C. MRI Inpainting and Comparisons

The inpainting results using our framework from three subjects are shown in Fig. 4. The proposed network successfully recovered the holes in that the filled regions were semantically consistent with the non-tumor region with smooth translation as visually assessed. In addition, our framework performed equally well on T1-weighted, T2-weighted, and T1ce MRI.

Fig. 4.

Illustration of inpainting results of a few sampled MRI slices with different modalities from three patients.

For quantitative evaluation, since there is no ground truth, we manually dug circular holes on normal-labeled regions with random radius (size) and center (position) throughout the brains of all test subjects. The proposed framework generated visually reasonable results as shown in Fig. 5. Tables I, II, and III list performances of different networks: the proposed framework, GLC [51], Patch-match [63], and Partial Convolution [34] for T1-weighted, T2-weighted, and T1ce MRI. For a fair comparison, we chose the same backbone network with the same sets of training data for these compared methods. The comparison results using tumor masks are shown in Fig. 6. Our framework outperformed the other three comparison methods as both qualitatively and quantitatively assessed.

Fig. 5.

Illustration of inpainting results in comparison to the ground truth.

TABLE I.

Comparison of four methods on T1 test data.

Methods	mean L1 error ↓	SSIM ↑	PSNR ↑	Inception Score ↑
Patch-match [63]	445.8	0.9460	29.55	9.13
GLC [51]	432.6	0.9506	30.34	9.68
Partial Conv [34]	373.2	0.9512	33.57	9.77
Proposed [38]	254.8	0.9682	34.52	10.58
Proposed	211.7	0.9823	35.85	11.74
Proposed-IC	244.7	0.9707	34.72	10.95
Proposed-NB	227.4	0.9772	35.16	11.28
Proposed-sym	232.5	0.9765	35.24	11.26

↑: larger value = higher similarity. ↓: smaller value = higher similarity.

TABLE II.

Comparison of four methods on T1ce test data.

Methods	mean L1 error ↓	SSIM ↑	PSNR ↑	Inception Score ↑
Patch-match [63]	375.4	0.9275	27.54	9.06
GLC [51]	352.8	0.9343	28.31	9.74
Partial Conv [34]	326.6	0.9345	28.86	9.81
Proposed	263.7	0.9595	31.06	10.67
Proposed-IC	304.7	0.9502	30.35	10.05
Proposed-NB	287.4	0.9537	30.64	10.16
Proposed-sym	292.5	0.9542	30.57	10.18

↑: larger value = higher similarity. ↓: smaller value = higher similarity.

TABLE III.

Comparison of four methods on T2 test data.

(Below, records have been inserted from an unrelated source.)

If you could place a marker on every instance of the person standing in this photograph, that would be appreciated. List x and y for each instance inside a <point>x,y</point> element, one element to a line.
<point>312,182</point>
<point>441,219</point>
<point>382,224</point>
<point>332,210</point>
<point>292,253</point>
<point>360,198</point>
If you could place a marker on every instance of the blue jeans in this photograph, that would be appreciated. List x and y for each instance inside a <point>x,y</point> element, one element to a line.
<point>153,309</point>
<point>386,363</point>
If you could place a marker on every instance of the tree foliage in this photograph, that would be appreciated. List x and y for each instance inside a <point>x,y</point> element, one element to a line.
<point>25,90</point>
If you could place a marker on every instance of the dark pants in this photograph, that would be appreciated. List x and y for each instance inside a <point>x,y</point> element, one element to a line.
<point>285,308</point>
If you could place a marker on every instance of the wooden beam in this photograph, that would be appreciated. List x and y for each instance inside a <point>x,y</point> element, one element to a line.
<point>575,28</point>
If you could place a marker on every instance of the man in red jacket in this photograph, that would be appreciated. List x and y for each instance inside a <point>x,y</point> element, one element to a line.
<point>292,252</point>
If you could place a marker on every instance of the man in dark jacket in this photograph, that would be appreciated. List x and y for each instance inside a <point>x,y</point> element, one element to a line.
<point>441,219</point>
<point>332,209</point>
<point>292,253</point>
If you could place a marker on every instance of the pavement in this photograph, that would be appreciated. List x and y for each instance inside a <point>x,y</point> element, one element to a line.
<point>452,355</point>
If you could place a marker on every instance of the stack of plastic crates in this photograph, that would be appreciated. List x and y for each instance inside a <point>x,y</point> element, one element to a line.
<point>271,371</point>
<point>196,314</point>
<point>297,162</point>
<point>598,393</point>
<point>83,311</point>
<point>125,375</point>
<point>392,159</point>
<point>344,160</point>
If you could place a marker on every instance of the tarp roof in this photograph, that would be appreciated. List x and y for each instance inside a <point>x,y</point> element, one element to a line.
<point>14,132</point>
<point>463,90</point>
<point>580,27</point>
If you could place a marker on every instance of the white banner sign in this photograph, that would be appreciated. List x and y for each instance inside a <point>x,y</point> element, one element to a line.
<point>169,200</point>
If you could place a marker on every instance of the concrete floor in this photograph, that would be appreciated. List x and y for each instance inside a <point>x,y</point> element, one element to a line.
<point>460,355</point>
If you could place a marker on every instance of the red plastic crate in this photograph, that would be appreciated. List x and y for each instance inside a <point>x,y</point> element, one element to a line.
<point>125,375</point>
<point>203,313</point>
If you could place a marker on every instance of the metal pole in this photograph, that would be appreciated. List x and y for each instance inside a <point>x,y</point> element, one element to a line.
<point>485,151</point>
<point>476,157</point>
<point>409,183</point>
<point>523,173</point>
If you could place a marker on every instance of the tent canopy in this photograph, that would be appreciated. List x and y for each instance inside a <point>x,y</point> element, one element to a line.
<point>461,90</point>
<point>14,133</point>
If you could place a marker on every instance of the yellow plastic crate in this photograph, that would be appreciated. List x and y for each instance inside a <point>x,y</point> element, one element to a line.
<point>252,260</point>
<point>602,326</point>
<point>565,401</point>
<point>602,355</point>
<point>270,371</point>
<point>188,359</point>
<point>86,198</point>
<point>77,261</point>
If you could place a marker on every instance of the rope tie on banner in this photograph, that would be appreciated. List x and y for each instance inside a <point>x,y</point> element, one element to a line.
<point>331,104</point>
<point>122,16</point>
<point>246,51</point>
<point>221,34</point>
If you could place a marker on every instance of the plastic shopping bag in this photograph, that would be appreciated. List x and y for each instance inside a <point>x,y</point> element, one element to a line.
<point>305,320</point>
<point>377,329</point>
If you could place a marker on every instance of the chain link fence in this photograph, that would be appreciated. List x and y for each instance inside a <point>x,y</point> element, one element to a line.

Methods	mean L1 error ↓	SSIM ↑	PSNR ↑	Inception Score ↑
Patch-match [63]	395.6	0.9360	28.55	9.56
GLC [51]	354.8	0.9304	29.34	10.13
Partial Conv [34]	339.4	0.9425	30.57	10.31
Proposed	254.3	0.9573	31.82	11.58
Proposed-IC	297.5	0.9512	30.94	10.94
Proposed-NB	273.8	0.9547	31.15	11.25
Proposed-sym	284.1	0.9549	31.21	11.06

↑: larger value = higher similarity. ↓: smaller value = higher similarity.

Fig. 6.

Illustration of comparison of different inpainting methods including partial Conv, GLS, and PatchMatch.

D. Ablation Study

To demonstrate the necessity of multi-step inpainting for our inpainting task, we displayed the intermediate result of GRI and the final result of FCR in Fig. 7. Our GRI module was used as an initialization for FCR with a single global discriminator, which can be regarded as a simplified GLC. Our GRI model was efficient at generating the result with coarse details. FCR further corrected the artifacts by aggregating the cues around the target tumor regions. Especially, the compared baseline works [51], [34] based on a 1-step structure were inferior to our framework as shown in Fig. 6.

Fig. 7.

Illustration of comparison of GRI and GRI+FCR. Note that the FCR step yielded vivid and visually reasonable results compared with GRI only as visually assessed.

Another ablation study was also performed to test symmetry loss, neighboring refinement, and incomplete data training. We used the suffix “w/o sym”, “w/o NB”, and “w/o IC” to denote the proposed framework without the symmetry loss (sym), the neighboring (NB) refinement, and incomplete (IC) data training, respectively. Four measurements were tested to reflect the performance: mean L1 error, peak signal-to-noise ratio (PSNR), structural similarity index (SSIM), and inception score [64]. Specifically, PSNR shows the ratio between the maximum signal power and noise power that affects the fidelity of its representation. SSIM measures the similarity between two images, predicting the perceived quality of the image with respect to an initial distortion-free reference image. Inception score measures both the variety and the distinguishability of a group of output images, and is widely used for judging how realistic the image outputs from GANs are. All these metrics reflect the performance of our tested networks from various aspects. Tables I, II, and III show our framework outperformed the three comparison methods by a large margin.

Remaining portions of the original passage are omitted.